An Interview with the Publisher of sunnyoutside, David McNamara


In preparation for our upcoming table-sharing at the AWP conference in Seattle, we asked editor David McNamara of sunnyoutside, a small press located in Buffalo, New York, a few probing questions. We figured if we’re about to be in the trenches together, we ought to get to know one another. We are honored that their books will be displayed next to The Austin Review at the conference, and you can find them at table Q9.   

The Interview

The Austin Review: What was your experience with writing before starting the press, and what made you want to go into publishing?

David McNamara: My younger self fancied himself a writer and I studied writing at university and the Poets’ House in Ireland. I got published a little bit here and there, and even did some spoken word stuff, including performing live on an NPR affiliate and at Lollapalooza one year. 

That whole while I was also interested in various publishing-related things—printing, typography, image manipulation, paper, et cetera. I grew up with zines and was always sort of drawn to ink on paper. My first publishing venture was actually a music zine that was mostly interviews and reviews, but it didn’t take too long for the two interests to find each other and I began to focus on literary endeavors.

TAR: What was your vision, and what differentiated sunnyoutside from other publishers when you first started it, and how has that evolved?

DM: I don’t know if I was ever too interested in differentiating; I just wanted to do what I wanted to and do it well, in both the production sense as well as in the moral, treat-people-well sense. But the plan was always to put out very good writing in the manner that it deserves.

In that sense, nothing has really changed, although I’m a better printer now than I used to be, our budget has grown a little bit, and we’ve won the trust of some wonderful independent bookstores that help us get the words we believe in out into the world.

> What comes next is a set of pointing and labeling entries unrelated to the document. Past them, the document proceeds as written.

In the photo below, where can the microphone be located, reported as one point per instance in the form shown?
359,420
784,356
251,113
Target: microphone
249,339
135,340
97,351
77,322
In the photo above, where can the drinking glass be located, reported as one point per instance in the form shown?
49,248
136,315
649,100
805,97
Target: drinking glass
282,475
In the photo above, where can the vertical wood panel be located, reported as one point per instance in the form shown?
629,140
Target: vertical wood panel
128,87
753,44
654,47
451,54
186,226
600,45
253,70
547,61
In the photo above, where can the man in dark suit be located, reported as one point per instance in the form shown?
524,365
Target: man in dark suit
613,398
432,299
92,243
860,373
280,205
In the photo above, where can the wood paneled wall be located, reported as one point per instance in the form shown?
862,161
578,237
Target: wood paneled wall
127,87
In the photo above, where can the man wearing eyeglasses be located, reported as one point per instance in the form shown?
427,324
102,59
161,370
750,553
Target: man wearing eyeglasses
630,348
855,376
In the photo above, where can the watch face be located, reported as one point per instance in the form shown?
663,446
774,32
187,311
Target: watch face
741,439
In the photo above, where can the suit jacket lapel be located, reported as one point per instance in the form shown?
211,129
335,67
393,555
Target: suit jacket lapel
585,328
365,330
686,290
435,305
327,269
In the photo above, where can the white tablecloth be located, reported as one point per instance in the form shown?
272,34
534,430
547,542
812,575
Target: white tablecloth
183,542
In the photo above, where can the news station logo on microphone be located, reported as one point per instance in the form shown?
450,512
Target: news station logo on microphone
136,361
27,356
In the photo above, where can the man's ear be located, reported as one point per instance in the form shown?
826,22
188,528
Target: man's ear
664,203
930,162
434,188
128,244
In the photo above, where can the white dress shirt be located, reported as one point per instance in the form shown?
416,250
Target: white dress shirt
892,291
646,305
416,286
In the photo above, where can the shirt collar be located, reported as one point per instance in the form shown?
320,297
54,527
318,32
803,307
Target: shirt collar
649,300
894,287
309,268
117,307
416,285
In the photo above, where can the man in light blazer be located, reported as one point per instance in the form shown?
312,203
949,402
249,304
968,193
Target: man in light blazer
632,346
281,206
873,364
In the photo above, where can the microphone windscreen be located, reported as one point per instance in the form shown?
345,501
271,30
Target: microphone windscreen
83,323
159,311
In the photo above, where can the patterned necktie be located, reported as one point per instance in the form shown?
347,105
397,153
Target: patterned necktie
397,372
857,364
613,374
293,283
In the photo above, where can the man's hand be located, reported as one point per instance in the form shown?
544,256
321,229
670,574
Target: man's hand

TAR: What do you look for in work you're considering for publication? Is there a specific thing that makes you say: That's it!? 

DM: Brian Mihok, our associate editor, is actually the gentleman in charge of submissions these days, but I think we both like texts that are vivacious and humanist and quirky on their own terms. If something is well-written and engaging, it really doesn’t matter if it’s funny or dark or of a particular genre.

TAR: What new titles can we expect to see at your booth during AWP? Tell us a little bit about them... 

DM: Our next two books won’t be officially released until March, but we’ll be debuting both at AWP—and, in fact, both authors will be reading on Saturday at the JewelBox Theater at five p.m. (along with authors from Magic Helicopter Press, Hyacinth Girl Press, Future Tense Books, Mammoth Editions, and Calamari Press).

Needless to say, we’re excited about both, and delighted that both authors—James Brubaker and Rusty Barnes—will be in Seattle with us.

Rusty’s book is titled Reckoning and is actually both his and our first novel, so that’s pretty exciting. It’s a gritty Pennsylvania Appalachia coming of age romp in the form of some fine storytelling. 

James’s book is Pilot Season, which is a fairly sardonic (but sympathetic) take on contemporary television culture in the form of television pilots. They’re basically flash fiction pieces that take turns being funny and warm and thought-provoking.

TAR: What's in the works--anything you can share? 

DM: In the very near future we’ll have a great collection of short stories out by John Carr Walker and poetry books by William Taylor, Jr. and Sarah Boyer. Shortly after that will be our second novel, by Greg Shemkovitz, and a novel-in-verse by B.J. Best. And then, probably and hopefully in time for AWP 2015, a short-story collection by Ben Tanzer, nonfiction by Nate Liederbach, and poetry by Deborah Wood. Possibly more-or-less in that order. And there will probably be at least a couple chapbooks sprinkled in there at some point.

TAR: And finally--reading for a press takes a ton of time and energy. What's the best thing you've read lately that wasn't for the press?

DM: Caitlyn Paley’s “Goat Caitlyn” that Metazen recently published.

TAR: That piece is great.

Thanks so much for taking the time to talk with us, David, we’re excited to see your books at AWP!